DBT vs Digital Mammography: Is One Screening Approach Better?
Overall, screening with digital breast tomosynthesis (DBT) did not appear to detect more interval or advanced breast cancers compared with digital mammography, a comparative study suggests.
More specifically, for the 96.4% of women with nondense breasts, heterogeneously dense breasts, or extremely dense breasts who were not at high risk of breast cancer, the two screening modalities performed similarly.
But for a small proportion of women at high risk who had extremely dense breasts, the rates of advanced cancer were significantly lower with DBT than with digital mammography.
Overall, the findings indicate that most women “could undergo either screening test and have the same potential benefit of averting a death from breast cancer,” Karla Kerlikowske, MD, San Francisco Veterans Affairs Medical Center, California, told Medscape Medical News via email. The exception, she noted, is the 3.6% of women with extremely dense breasts and higher-than-average breast cancer risk.
The study was published online June 14 in JAMA.
The goal of DBT has been to improve cancer detection and avert deaths among women with dense breasts by decreasing the rates of missed, or interval, cancers. But the evidence to date has not consistently found that DBT outperforms digital mammography.
In the current study, Kerlikowske and colleagues evaluated whether one screening modality was associated with a lower risk of interval invasive and advanced breast cancer among women with dense breasts.
The researchers obtained data from five Breast Cancer Surveillance Consortium mammography registries, which included 504,427 women. The median age at the time of mammography was 58 years. Between January 2011 and December 2018, 308,141 women underwent only digital mammography, 56,939 underwent only DBT mammography, and 139,347 underwent both digital and DBT mammography.
Overall rates for detecting interval invasive cancer were 0.57 per 1000 examinations for DBT and 0.61 per 1000 examinations for digital mammography.
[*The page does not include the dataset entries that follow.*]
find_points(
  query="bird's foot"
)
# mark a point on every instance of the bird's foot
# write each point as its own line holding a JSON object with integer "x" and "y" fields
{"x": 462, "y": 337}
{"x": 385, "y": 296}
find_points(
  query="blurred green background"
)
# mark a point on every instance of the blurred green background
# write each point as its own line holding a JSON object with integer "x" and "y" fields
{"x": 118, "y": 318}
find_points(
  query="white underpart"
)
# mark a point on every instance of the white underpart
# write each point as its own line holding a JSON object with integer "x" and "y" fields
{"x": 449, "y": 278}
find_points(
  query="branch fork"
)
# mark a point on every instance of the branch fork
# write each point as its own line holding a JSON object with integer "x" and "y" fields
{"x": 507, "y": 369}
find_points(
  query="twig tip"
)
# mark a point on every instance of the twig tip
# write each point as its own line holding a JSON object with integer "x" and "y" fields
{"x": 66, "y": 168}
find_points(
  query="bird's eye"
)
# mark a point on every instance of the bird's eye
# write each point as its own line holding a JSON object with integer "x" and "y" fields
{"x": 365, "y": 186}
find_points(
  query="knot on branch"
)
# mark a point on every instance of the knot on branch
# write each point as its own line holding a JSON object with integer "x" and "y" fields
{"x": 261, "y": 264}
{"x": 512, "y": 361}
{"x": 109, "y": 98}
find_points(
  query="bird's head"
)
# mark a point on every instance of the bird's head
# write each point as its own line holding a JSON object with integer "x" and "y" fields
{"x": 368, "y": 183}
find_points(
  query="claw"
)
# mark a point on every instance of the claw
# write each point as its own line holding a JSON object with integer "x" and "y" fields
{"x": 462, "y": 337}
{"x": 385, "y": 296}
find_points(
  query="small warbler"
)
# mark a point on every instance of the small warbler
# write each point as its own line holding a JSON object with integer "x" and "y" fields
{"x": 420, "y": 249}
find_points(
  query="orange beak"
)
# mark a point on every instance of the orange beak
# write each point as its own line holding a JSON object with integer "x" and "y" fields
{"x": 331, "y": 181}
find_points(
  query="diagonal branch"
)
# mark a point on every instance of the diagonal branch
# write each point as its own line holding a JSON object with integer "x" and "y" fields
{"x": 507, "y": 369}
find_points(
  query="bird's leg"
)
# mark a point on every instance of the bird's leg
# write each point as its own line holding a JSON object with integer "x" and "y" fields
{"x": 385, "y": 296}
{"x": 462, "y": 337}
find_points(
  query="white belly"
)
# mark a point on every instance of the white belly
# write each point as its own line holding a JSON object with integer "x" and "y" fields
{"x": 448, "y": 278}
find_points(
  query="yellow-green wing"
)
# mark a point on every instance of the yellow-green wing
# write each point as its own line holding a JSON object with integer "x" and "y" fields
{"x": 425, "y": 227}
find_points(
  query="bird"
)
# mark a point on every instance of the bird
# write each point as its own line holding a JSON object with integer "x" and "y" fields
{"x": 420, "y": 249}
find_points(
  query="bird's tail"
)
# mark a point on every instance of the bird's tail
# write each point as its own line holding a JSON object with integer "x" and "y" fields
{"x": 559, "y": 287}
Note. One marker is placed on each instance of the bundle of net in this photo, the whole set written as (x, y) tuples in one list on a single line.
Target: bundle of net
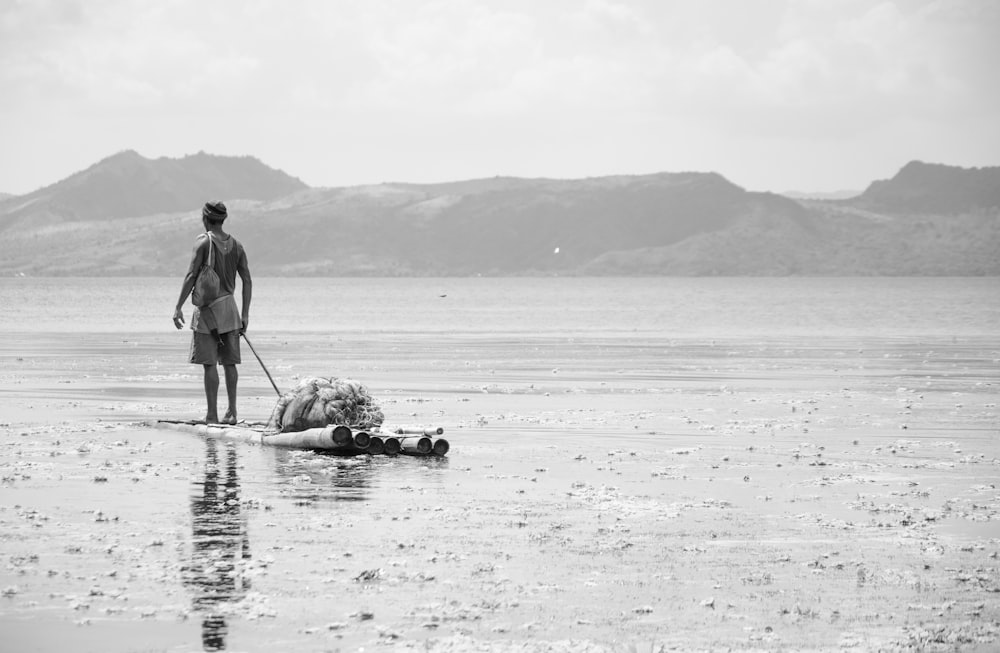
[(318, 402)]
The difference of 0.4 per 1000 exams was not significant (P = .43).
Although DBT detected significantly fewer advanced cancers overall ― 0.36 per 1000 examinations compared with 0.45 per 1000 for digital mammography ― when stratified by breast density and cancer risk, advanced cancer rates appeared significantly lower only for women with extremely dense breasts who were at high risk (0.27 vs 0.80), not for those at low to average risk (0.54 vs 0.42).
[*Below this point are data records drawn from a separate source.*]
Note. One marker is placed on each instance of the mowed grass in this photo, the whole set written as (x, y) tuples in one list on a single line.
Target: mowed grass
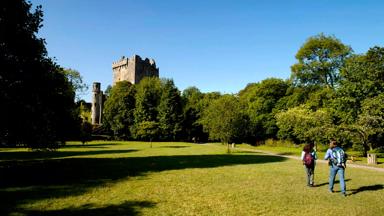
[(130, 178), (296, 151)]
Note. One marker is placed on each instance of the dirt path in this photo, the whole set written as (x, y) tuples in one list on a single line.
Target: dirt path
[(318, 161)]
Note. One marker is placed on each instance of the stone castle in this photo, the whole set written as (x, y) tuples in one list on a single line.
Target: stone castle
[(132, 70)]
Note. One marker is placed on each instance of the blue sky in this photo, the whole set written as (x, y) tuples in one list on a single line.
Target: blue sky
[(213, 45)]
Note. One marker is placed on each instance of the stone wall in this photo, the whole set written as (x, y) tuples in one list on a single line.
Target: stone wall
[(133, 69)]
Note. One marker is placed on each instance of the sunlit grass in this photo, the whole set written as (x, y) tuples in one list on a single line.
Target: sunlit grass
[(130, 178), (296, 151)]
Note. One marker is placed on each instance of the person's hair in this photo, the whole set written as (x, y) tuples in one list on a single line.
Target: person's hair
[(333, 143), (307, 148)]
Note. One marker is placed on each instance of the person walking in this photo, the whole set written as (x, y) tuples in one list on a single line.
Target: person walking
[(337, 163), (309, 156)]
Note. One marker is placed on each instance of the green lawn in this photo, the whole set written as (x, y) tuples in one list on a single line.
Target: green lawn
[(130, 178), (296, 151)]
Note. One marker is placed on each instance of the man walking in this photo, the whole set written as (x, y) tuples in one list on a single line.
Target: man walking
[(337, 164)]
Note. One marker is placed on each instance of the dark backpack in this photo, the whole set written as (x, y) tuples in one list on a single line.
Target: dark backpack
[(339, 156), (308, 159)]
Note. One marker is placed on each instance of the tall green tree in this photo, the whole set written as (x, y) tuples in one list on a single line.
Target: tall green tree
[(301, 124), (319, 61), (192, 129), (147, 99), (37, 100), (362, 78), (76, 80), (119, 109), (170, 111), (224, 119), (260, 100)]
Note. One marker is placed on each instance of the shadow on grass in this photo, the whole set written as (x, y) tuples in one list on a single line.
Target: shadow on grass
[(287, 153), (327, 183), (367, 188), (93, 145), (174, 147), (32, 155), (126, 208), (29, 181)]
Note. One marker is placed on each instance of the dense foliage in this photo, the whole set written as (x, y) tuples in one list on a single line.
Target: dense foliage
[(332, 94), (37, 99)]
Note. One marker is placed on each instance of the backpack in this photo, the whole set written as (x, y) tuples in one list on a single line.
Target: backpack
[(308, 159), (339, 156)]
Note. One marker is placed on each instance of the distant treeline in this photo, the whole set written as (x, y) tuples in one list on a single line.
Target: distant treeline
[(332, 94)]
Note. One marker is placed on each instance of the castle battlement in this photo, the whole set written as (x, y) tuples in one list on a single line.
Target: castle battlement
[(133, 69)]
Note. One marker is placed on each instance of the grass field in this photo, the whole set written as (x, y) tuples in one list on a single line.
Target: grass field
[(292, 150), (130, 178)]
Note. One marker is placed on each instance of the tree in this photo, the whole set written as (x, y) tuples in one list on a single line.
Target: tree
[(367, 131), (224, 119), (119, 109), (301, 124), (319, 61), (362, 78), (260, 100), (170, 111), (147, 101), (192, 129), (38, 106), (76, 80)]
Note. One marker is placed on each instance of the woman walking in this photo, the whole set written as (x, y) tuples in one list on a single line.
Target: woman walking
[(309, 156)]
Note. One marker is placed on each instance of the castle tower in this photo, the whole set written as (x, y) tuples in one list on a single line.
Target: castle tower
[(97, 103), (133, 69)]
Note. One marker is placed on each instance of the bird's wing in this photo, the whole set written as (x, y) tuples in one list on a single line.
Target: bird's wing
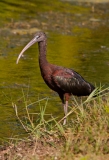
[(70, 81)]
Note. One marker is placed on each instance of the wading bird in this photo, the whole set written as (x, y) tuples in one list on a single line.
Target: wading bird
[(62, 80)]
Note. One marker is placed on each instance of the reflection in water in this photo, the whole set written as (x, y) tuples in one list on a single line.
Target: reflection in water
[(77, 38)]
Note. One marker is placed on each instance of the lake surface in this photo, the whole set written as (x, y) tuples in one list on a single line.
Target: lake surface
[(78, 38)]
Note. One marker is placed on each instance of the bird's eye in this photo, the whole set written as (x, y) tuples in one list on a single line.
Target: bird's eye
[(37, 37)]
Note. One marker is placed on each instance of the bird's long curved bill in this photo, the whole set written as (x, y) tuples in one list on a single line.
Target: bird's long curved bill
[(34, 40)]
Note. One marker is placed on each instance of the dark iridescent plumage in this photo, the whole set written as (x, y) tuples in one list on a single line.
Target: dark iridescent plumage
[(62, 80)]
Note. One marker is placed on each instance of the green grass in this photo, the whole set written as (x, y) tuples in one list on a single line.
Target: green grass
[(85, 137)]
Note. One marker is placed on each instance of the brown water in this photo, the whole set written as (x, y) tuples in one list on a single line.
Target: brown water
[(78, 38)]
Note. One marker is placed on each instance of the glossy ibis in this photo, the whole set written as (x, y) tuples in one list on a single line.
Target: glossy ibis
[(62, 80)]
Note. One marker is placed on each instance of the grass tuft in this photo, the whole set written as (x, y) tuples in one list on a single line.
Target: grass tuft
[(86, 135)]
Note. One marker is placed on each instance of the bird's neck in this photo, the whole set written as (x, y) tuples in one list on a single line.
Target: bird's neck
[(42, 53)]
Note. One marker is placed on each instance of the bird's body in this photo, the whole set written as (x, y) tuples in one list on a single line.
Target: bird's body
[(62, 80)]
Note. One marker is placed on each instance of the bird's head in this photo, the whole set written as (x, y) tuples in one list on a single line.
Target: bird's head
[(39, 37)]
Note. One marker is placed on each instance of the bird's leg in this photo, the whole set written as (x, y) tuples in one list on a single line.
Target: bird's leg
[(65, 97), (65, 112)]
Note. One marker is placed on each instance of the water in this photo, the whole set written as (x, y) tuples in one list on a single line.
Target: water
[(78, 38)]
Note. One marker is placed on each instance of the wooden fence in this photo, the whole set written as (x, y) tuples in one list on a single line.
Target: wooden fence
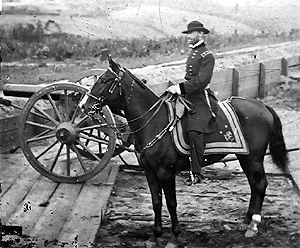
[(252, 80)]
Screen-detected stage I cancer rates were significantly higher with DBT compared with digital mammography for women with scattered fibroglandular densities and for women with a high breast cancer risk (a 5-year risk of ≥1.67%).
The authors also found that the false positive recall rate for DBT was much lower than for digital mammography — 66.2 per 1000 examinations vs 83.4 per 1000 — as was the false positive short-interval follow-up recommendation — 11.2 per 1000 examinations for DBT vs 17.9 per 1000 for digital mammography.
A downside to DBT, Kerlikowske noted, is that “insurance companies don’t all reimburse for DBT, so women may not think it worth the out-of-pocket cost to pay for DBT when there is no added benefit of averting a death from breast cancer compared to digital mammography.”
In an accompanying editorial, two experts provide a slightly different interpretation for the findings.
Had the interval cancer rate had been lower among patients who underwent screening with DBT than among those who underwent digital mammography, this would have suggested that DBT detects more aggressive cancers earlier, which theoretically would result in a decrease in breast cancer mortality, argue Sarah Friedewald, MD, Northwestern University Feinberg School of Medicine, Chicago, Illinois, and Lars Grimm, MD, Duke University School of Medicine, Durham, North Carolina.
Given that DBT did not reduce the rate of interval cancers compared with digital mammography, the editorialists suggest that the interval cancer rate could still be reduced with improvements in screening technology or changes to the screening interval. By using multiple screening modalities — for instance, combining DBT and MRI — more cancers could be identified than with DBT alone, and that could potentially reduce interval cancer rates.
In a study involving 148,575 women who were screened with digital mammography, the interval cancer rate was 0.89/1000 for women who were screened annually, vs 1.45/1000 for women who were screened biennially.
One problem with an analysis based on registry data is that the demographic representation is limited, but Black women are more likely to experience delays in diagnosis, present with advanced disease, and die from breast cancer, the editorialists write.
Given the fact that DBT is available at more than 80% of mammography facilities in the US and given its ability to detect advanced breast cancer, DBT “may be an important factor to help achieve health equity for breast cancer screening,” Friedewald and Grimm write.
The study was funded by the Patient-Centered Outcomes Research Institute and the National Cancer Institute. Kerlikowske has received grants from the National Cancer Institute. Friedewald has consulted for Hologic and has received grants from Google. Grimm has consulted for Hologic and serves on a Medscape advisory board.